So we're talking about Kepler's third Law, and it talks about the period of time it takes to travel around the sun. The square of that is directly proportional to the distance that the average distance of that planet from the sun So there's our relationship, and it looks like they're talking about, uh, looks like they're talking about Earth in this one. So if the period is 365 days, yeah, and if the distance to the sun is 93 million miles, I remember that being a question on Who Wants to Be a Millionaire? That was the first guy that won the Millionaire. That was his question. And so if we take this 3 65 squared and divided by that 93 times 10 to the sixth Power Cube, that will give us our K constant, Let's do that. So from a calculator on and, um, clear out some stuff 3. 65 squared, divided by and I'll do a left parenthesis E 93 times, 10 to the sixth Power and then we need to cube that to the third power.
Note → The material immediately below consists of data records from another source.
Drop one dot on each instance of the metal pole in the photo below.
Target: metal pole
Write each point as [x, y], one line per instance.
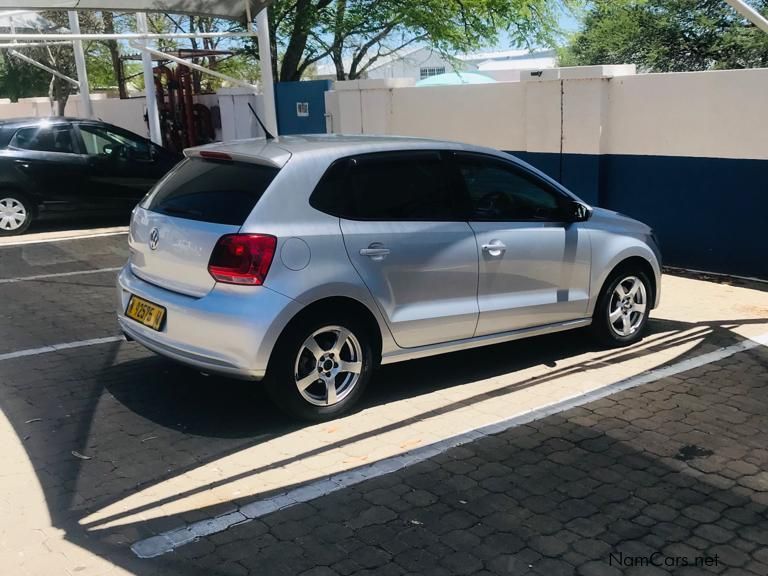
[192, 65]
[82, 70]
[48, 69]
[153, 114]
[33, 36]
[267, 82]
[750, 14]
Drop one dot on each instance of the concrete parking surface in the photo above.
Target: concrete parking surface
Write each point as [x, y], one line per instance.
[106, 446]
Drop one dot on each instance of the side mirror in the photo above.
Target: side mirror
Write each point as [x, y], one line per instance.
[576, 211]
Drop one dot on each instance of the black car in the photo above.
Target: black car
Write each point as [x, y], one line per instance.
[75, 167]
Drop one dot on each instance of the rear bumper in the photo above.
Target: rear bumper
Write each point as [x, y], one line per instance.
[231, 331]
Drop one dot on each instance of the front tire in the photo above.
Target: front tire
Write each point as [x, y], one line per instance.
[621, 314]
[15, 213]
[320, 367]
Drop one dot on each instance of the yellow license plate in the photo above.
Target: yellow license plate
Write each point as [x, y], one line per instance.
[145, 312]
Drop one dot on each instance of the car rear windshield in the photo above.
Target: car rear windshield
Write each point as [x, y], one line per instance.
[221, 192]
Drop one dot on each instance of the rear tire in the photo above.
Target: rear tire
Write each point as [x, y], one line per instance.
[622, 310]
[15, 213]
[320, 367]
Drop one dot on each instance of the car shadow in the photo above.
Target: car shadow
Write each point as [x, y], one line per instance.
[140, 420]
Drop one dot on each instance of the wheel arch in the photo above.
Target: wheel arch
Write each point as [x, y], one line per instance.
[34, 203]
[338, 305]
[632, 262]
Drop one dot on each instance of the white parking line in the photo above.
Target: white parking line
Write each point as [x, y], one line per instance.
[170, 540]
[59, 275]
[58, 347]
[46, 237]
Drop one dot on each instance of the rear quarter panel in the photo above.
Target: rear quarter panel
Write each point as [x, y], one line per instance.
[311, 261]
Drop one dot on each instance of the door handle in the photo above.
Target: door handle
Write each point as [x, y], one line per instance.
[374, 252]
[495, 248]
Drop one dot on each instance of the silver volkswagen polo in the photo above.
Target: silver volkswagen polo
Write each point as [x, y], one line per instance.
[308, 261]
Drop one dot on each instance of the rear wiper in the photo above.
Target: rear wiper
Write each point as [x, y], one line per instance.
[181, 211]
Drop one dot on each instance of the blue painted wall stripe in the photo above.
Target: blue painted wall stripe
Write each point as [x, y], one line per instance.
[709, 213]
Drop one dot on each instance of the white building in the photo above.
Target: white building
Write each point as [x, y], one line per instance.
[422, 62]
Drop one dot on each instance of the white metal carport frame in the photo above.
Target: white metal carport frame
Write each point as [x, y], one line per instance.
[141, 40]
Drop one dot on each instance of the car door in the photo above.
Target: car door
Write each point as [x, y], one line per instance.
[122, 167]
[47, 166]
[406, 236]
[534, 266]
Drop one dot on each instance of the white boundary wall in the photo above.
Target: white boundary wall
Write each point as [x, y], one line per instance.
[720, 114]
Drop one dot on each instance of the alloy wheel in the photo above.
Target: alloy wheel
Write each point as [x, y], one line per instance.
[328, 366]
[13, 214]
[627, 306]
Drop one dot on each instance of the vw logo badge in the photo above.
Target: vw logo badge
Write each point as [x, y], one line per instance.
[154, 238]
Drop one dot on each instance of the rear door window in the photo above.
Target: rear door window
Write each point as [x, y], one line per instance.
[45, 139]
[211, 191]
[401, 186]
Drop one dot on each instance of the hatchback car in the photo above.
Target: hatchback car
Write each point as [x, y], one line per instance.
[308, 261]
[53, 167]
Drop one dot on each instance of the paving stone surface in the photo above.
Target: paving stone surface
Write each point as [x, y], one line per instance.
[650, 507]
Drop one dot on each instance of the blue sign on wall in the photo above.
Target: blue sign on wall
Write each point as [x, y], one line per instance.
[301, 106]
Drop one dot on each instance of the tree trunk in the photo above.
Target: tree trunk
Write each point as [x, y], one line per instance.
[114, 53]
[289, 70]
[272, 42]
[337, 50]
[58, 92]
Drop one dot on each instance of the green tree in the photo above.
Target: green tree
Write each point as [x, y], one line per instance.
[355, 33]
[668, 36]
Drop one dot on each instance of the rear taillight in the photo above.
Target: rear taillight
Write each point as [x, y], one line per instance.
[242, 258]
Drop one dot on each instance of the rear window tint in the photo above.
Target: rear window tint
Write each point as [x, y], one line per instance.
[211, 191]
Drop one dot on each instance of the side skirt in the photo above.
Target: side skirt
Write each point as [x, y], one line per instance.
[403, 354]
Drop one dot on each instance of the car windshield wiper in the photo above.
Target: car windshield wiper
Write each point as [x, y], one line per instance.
[180, 211]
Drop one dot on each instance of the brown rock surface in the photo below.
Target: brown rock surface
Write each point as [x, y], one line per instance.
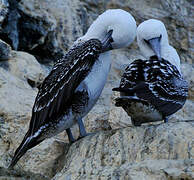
[162, 151]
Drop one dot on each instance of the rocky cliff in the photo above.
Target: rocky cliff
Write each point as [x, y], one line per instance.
[33, 35]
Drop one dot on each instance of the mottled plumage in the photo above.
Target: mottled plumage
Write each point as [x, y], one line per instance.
[75, 83]
[57, 97]
[151, 90]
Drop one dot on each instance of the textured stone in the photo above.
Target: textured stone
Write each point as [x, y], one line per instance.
[5, 50]
[163, 151]
[3, 10]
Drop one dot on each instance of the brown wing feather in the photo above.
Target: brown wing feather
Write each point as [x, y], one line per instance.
[55, 93]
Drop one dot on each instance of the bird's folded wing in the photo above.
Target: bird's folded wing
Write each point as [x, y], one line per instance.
[163, 101]
[56, 92]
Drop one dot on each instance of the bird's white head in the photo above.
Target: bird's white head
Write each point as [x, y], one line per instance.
[152, 39]
[118, 24]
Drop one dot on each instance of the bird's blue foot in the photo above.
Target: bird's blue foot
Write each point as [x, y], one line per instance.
[82, 129]
[70, 135]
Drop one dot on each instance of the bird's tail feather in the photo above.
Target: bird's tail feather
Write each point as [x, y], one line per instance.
[123, 100]
[27, 143]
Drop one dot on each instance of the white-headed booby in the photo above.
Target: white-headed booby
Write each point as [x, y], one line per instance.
[76, 81]
[151, 90]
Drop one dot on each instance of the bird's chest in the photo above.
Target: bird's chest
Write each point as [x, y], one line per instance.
[96, 79]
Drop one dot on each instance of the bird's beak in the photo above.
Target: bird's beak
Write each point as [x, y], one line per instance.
[106, 42]
[155, 45]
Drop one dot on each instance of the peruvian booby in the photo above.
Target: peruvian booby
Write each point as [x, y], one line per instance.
[76, 81]
[153, 89]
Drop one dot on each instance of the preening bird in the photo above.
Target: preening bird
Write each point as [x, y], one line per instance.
[152, 89]
[76, 81]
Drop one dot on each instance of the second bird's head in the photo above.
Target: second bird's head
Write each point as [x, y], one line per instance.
[115, 28]
[151, 38]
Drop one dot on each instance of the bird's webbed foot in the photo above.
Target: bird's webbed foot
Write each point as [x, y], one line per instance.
[82, 129]
[70, 136]
[165, 119]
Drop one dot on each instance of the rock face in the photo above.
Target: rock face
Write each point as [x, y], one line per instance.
[150, 152]
[45, 30]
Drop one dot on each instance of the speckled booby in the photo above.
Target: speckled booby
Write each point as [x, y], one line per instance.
[76, 81]
[153, 89]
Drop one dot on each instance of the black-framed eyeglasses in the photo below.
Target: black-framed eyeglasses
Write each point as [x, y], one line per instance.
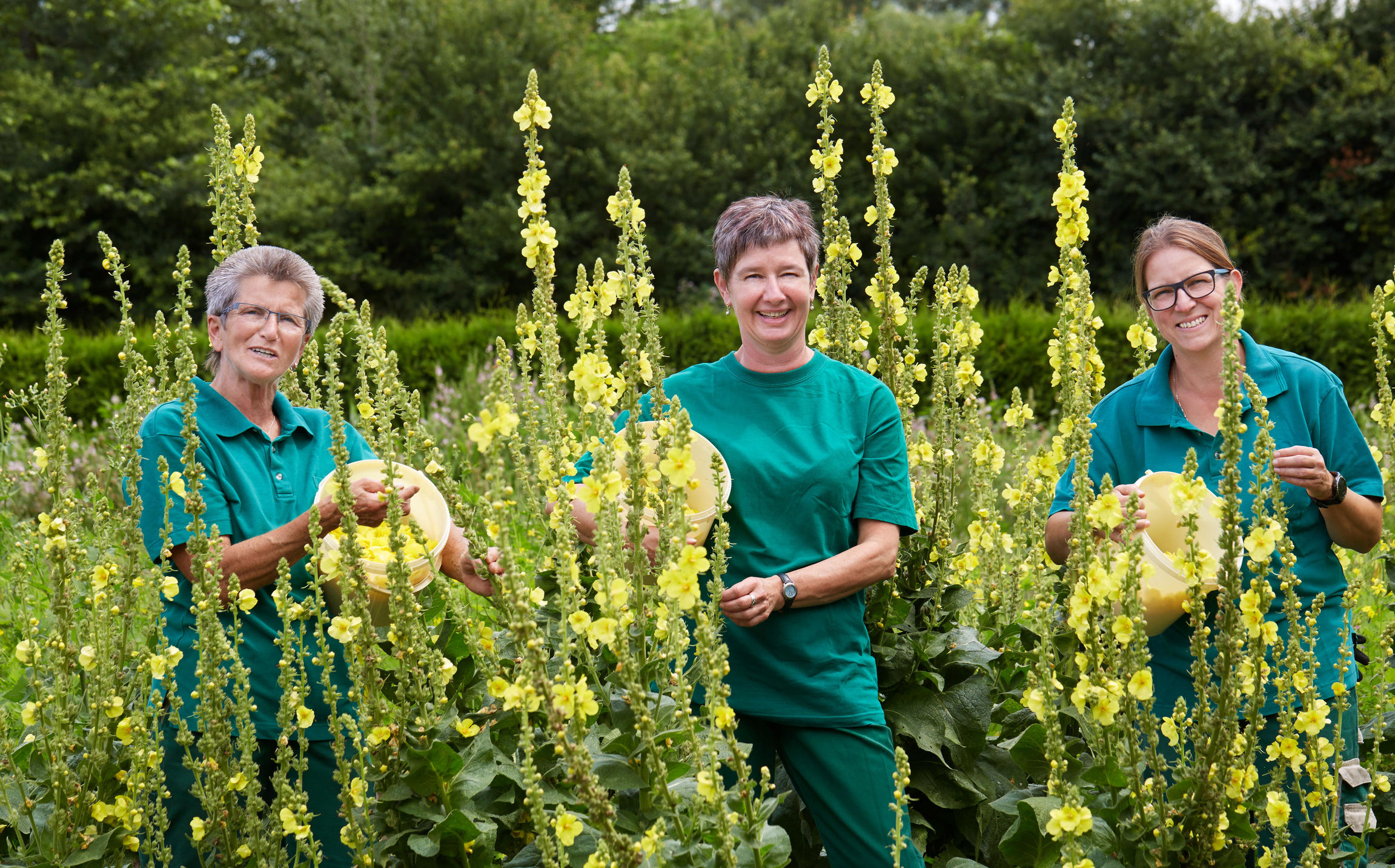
[1196, 287]
[254, 316]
And when I do that, I get that that K constant is 1.656 times 10 to the negative 19th power. And make sure you don't write that as e to the negative 19. That's that's That's not scientific notation. You want to write it in scientific notation, that calculator notation. Now we're dealing with Neptune, and we want to find out what the period is of Neptune, and we're going to utilize that same K constant. I'm just going to write K there. I have it in my calculator, so that's going to be convenient. And we know the distance of Neptune is 2.79 times 10 to the ninth power, and so we'll be able to find our our value just by multiplying. So if I take that k constant that I have in my calculator times, this, uh, left parentheses to 2.79 times 10 to the on, and that's a nine not very clear night power. And then we need to cube that, and that's what our T squared is going to end up being. So our T squared is and 3597075 and then three zeros helps, So that was like, That's a 3.5 billion, and then now we need to square root it. I actually take it to the 0.5 rather than square boat myself, and I find that the period is pretty darn large. Yeah, mhm. And that's how many days. So Neptune takes a long time for it to travel around.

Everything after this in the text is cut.